One of the most destructive philosophical approaches to
hermeneutics comes in the form of what we call deconstructionism. Kevin
Vanhoozer makes this observation: “Derrida, like Bacon, is an iconoclastic
thinker, thought the idols that he seeks to overthrow concern meaning and
interpretation. We might term these the idols of the sign: the idol of
reliability (the sign corresponds to reality), the idol of determinacy (the
sign has a single, fixed sense), and the idol of neutrality (the sign is a
descriptive, not a prescriptive or political, instrument). Derrida is an
unbeliever in the reliability, decidability, and neutrality of the sign. He
seeks to “undo” their privileged place in Western culture through another
reflection on signs that focuses on their instability, undecidability, and
partiality.” [Vanhoozer, Is There a Meaning in This Text? p. 39] Derrida takes
Satan’s second approach to a whole new level. Satan attempts a different method
of interpretation in order to tempt Christ. His method is devastating to
biblical hermeneutics. Jacques Derrida takes the whole idea of hermeneutics to
the world of complete subjectivism. In this world, all meaning must be
deconstructed and reconstructed in the world of that individual. “Deconstruction is a painstaking
taking-apart, a peeling away of the various layers – historical, rhetorical,
ideological – of distinctions, concepts, texts, and whole philosophies, whose
aim is to expose the arbitrary linguistic nature of their original
construction. Deconstruction is an intense analytical method, occasionally
perversely so, that results in the collapse from within of all that it touches.”
[Vanhoozer, Is There a Meaning in This Text? P. 52]
The metaphysics of meaning cease to exist in the philosophy
of deconstruction. If signs do not correspond to reality, if they have no
single, fixed meaning, if they are not intended to convey stable meaning, then
communication is impossible. Hence, Derrida’s entire system collapses in on
itself. All one needs to do is ask Derrida what he means when he says these
things. As soon as he attempts to explain, he refutes himself. If he is
consistent, he must be silent when the question of his own meaning is put to
him. Either way, deconstruction, in attempting to deconstruct all meaning in
the text has also deconstructed itself and is incapable of rebuilding any meaningful
structure of interpretation, because all the tools necessary for reconstruction
have been removed from the tool-box.
While all attacks against Scripture are not as laced with
complex philosophies like this one, nevertheless, they share a common goal. Every
attack against Scripture ab initio seeks to dispense with understanding
the divine communication, either by eradicating the idea altogether or, by
means of corrupting the message. What do we hear? We hear the Bible is not the
word of God. The Bible is a book of fairly tells, myths and outrageous legends.

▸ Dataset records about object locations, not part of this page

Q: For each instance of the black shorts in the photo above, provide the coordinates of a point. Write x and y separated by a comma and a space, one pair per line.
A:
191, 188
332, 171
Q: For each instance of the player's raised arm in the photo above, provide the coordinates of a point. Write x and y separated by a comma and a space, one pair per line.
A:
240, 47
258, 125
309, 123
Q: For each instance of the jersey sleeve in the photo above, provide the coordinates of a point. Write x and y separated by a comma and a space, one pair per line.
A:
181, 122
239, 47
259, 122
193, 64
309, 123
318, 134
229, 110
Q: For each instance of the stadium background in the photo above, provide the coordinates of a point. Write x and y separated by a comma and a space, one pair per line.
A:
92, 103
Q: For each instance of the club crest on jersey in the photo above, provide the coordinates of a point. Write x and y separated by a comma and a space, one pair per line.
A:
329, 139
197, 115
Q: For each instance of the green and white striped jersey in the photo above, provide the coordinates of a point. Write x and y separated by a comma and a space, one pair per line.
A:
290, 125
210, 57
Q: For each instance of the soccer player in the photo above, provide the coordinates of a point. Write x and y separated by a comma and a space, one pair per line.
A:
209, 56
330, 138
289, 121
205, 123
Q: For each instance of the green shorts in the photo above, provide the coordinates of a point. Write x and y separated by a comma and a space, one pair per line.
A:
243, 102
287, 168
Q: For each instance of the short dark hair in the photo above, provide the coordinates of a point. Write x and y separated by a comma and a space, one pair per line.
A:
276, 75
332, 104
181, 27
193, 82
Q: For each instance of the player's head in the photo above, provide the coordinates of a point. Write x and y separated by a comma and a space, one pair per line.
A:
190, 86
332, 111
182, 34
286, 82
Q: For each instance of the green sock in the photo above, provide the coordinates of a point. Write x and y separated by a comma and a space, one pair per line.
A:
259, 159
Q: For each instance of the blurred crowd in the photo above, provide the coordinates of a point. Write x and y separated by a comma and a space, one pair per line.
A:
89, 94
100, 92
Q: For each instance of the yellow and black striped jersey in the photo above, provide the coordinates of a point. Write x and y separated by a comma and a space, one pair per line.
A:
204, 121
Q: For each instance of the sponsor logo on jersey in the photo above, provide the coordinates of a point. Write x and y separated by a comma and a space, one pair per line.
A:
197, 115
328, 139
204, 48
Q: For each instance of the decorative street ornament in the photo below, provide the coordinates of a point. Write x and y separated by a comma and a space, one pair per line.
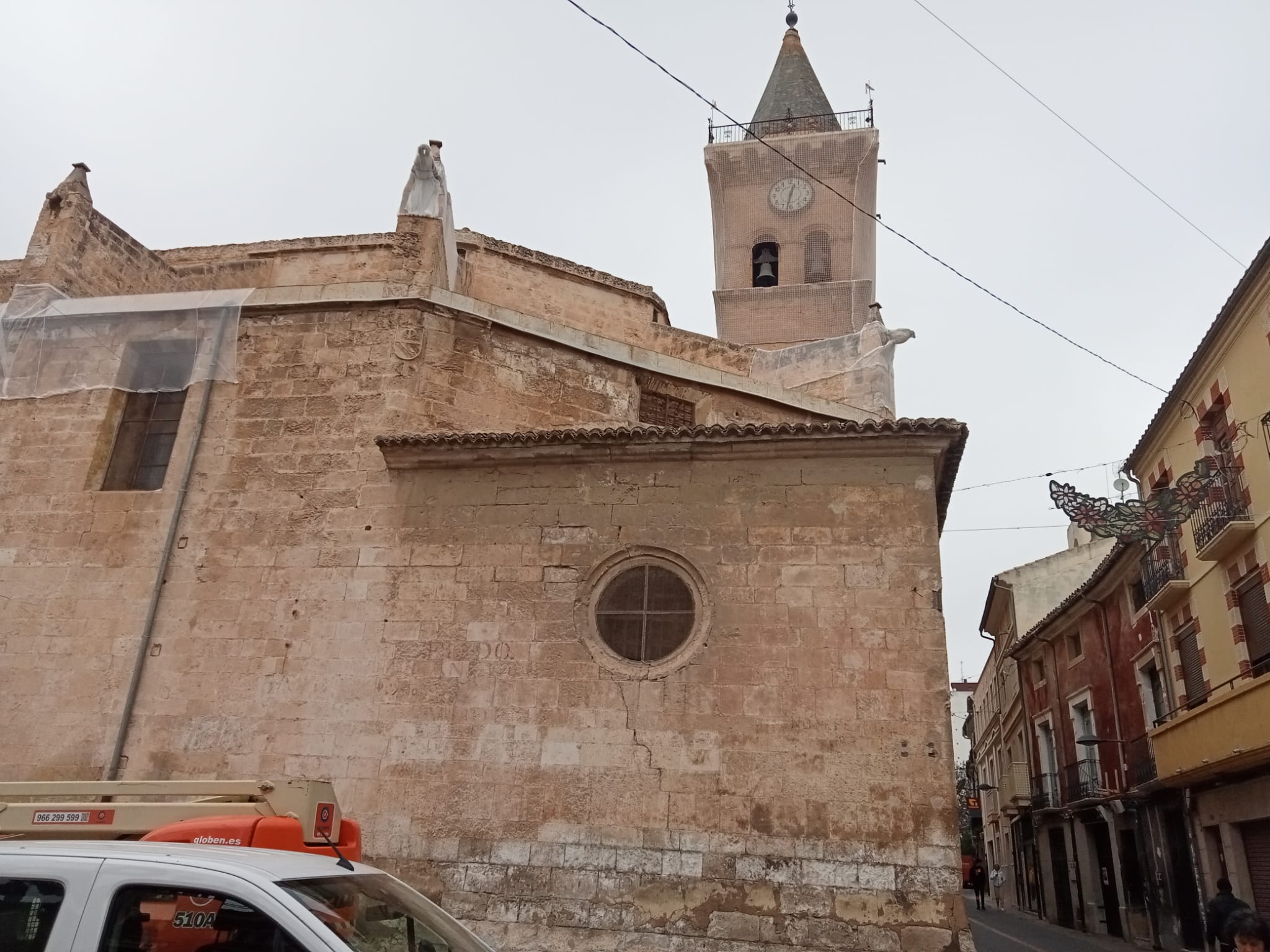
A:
1135, 519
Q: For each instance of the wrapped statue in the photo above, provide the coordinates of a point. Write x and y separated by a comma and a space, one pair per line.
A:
426, 196
425, 192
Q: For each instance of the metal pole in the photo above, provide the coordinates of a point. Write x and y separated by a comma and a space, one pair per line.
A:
139, 663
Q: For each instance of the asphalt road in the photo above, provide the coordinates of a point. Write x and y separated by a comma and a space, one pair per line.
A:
996, 931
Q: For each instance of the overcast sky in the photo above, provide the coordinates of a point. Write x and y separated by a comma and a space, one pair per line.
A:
208, 123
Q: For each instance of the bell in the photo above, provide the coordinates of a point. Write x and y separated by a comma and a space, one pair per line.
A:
765, 277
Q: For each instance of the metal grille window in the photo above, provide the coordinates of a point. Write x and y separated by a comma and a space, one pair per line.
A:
27, 912
817, 259
144, 442
646, 614
1255, 617
1193, 669
662, 410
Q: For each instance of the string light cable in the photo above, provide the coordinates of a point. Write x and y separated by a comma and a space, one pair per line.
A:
1238, 425
1090, 141
884, 225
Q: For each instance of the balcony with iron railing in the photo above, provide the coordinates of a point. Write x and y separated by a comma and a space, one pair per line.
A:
1163, 579
1142, 760
1225, 731
791, 125
1046, 791
1222, 522
1082, 781
1015, 786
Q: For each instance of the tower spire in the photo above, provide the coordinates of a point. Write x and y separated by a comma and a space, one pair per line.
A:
793, 89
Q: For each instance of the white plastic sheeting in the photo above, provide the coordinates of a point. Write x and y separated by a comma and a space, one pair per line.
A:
427, 196
146, 343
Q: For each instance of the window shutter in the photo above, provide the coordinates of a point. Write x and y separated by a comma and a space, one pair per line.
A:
1255, 616
1193, 669
1256, 851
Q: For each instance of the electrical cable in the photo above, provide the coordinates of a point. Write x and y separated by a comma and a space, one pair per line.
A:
1008, 528
1237, 425
1090, 141
888, 227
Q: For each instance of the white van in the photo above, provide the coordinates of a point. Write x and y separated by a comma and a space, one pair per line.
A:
130, 896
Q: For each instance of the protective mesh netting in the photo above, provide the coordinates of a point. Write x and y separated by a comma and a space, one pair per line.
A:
145, 343
826, 248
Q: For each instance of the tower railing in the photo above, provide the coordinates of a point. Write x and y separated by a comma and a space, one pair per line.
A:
824, 122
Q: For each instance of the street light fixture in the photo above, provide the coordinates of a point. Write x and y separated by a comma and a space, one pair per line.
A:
1089, 741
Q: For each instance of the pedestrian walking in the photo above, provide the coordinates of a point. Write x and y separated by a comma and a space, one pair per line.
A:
978, 883
1249, 932
1221, 909
997, 879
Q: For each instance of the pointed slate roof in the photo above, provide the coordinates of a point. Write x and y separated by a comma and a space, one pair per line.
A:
793, 88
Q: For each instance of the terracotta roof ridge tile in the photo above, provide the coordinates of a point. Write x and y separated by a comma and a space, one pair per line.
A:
606, 434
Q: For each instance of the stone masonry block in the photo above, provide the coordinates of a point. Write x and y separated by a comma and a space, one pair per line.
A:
584, 857
639, 861
742, 927
877, 878
925, 938
511, 853
874, 938
681, 865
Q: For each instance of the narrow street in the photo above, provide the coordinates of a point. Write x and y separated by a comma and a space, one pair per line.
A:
1000, 931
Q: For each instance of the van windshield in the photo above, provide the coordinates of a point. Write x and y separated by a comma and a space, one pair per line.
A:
376, 913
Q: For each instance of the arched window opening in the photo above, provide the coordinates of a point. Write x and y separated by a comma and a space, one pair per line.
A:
766, 260
817, 259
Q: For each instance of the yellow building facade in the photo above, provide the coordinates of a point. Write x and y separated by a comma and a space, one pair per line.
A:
1207, 582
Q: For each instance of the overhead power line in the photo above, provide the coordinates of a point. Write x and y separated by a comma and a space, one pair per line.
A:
1237, 425
1009, 528
1090, 141
884, 225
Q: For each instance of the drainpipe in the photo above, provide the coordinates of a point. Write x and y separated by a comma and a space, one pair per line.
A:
1157, 626
1116, 695
1188, 805
1071, 822
139, 663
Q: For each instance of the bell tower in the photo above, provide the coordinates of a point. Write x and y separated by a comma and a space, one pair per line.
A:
794, 263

The Bible is pro parte the word of God and pro parte the word of man. The Bible
is nothing more than the projections of men writing within a specific culture
and projecting their own ideas of God onto the pages of Scripture. We hear that
certain parts of the Bible are good, such as thou shalt not murder, but other
parts are oppressive to women and hateful toward homosexuals. We hear that God
understands when we violate the sacred text, even when we do so in premeditated
fashion because He knows we are weak humans and that He loves us nonetheless.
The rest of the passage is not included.